Source: Bureau of Labor Statistics
Credit: Lam Thuy Vo / NPR
What struck me immediately, of course, was the decline in the percentage spent on food.  This is a function of both our increasing wealth and the massive productivity gains in agriculture.  We spend more on homes and cars and health care.

The jump in spending on housing between 1949 and 2011 is also striking. It's worth noting that people are buying (and renting) much bigger homes today. In 1950, the average new house was less than 1,000 square feet; in 2000, the average new house was over 2,000 square feet.

The rise in spending on transportation was driven by the spread of cars. In 1950, there were only three vehicles for every 10 Americans. By 2000, that had risen to eight vehicles for every 10 Americans.
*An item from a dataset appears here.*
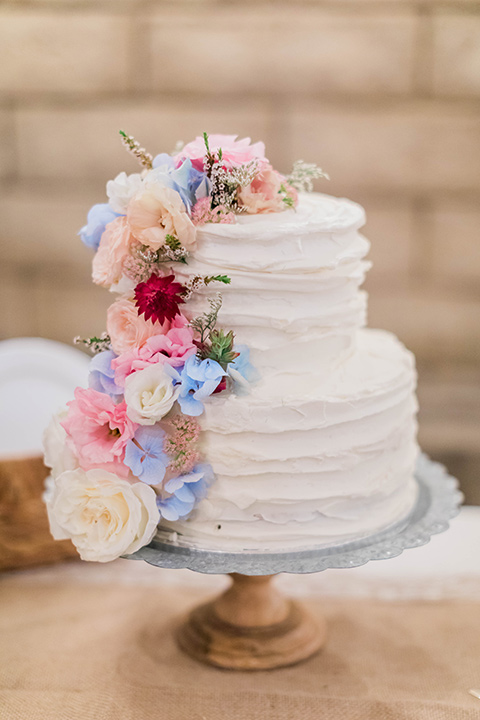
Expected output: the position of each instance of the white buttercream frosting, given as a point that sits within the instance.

But I expected a bigger jump in recreation as leisure is a big part of what we consume, but I suppose we would see that in the hours worked which is not a part of this.


jessibeaucoup said...

So... the graph adds up to 100%, I checked. But I'd be curious to know what percentage of income the 'consumption categories' represent. You mention that the decline in percentage spent on food is a function of our increasing wealth and productivity gains but I'd be curious if the government subsidization of our food has also changed between the years shown. It would also be interesting to know more about the impact in SNAP and WIC type programs on this. Has spending on those programs increased and, if so, does that make it appear that there's a smaller percentage spent of food or is that included in the graph? Is this decrease a good thing or does it represent a shift from more expensive but healthier foods to cheap junk foods (which I would consider a bad thing)?

Just a few of my random thoughts...

Jeff Alworth said...

What's up with the health care costs? How are those calculated? (The average health insurance plan costs something like a thousand dollars a month, right? And the median income is fifty grand. So how is it only 7%? (I assume they're based on median incomes, because mean incomes would throw things off pretty wildly.)

It also reveals the issue of averaging--those costs are distributed differently depending on your age, probably race, and other factors.

Patrick Emerson said...


It is household consumption data - so if you have employee provided health insurance, its not counted. At least I believe this is the case.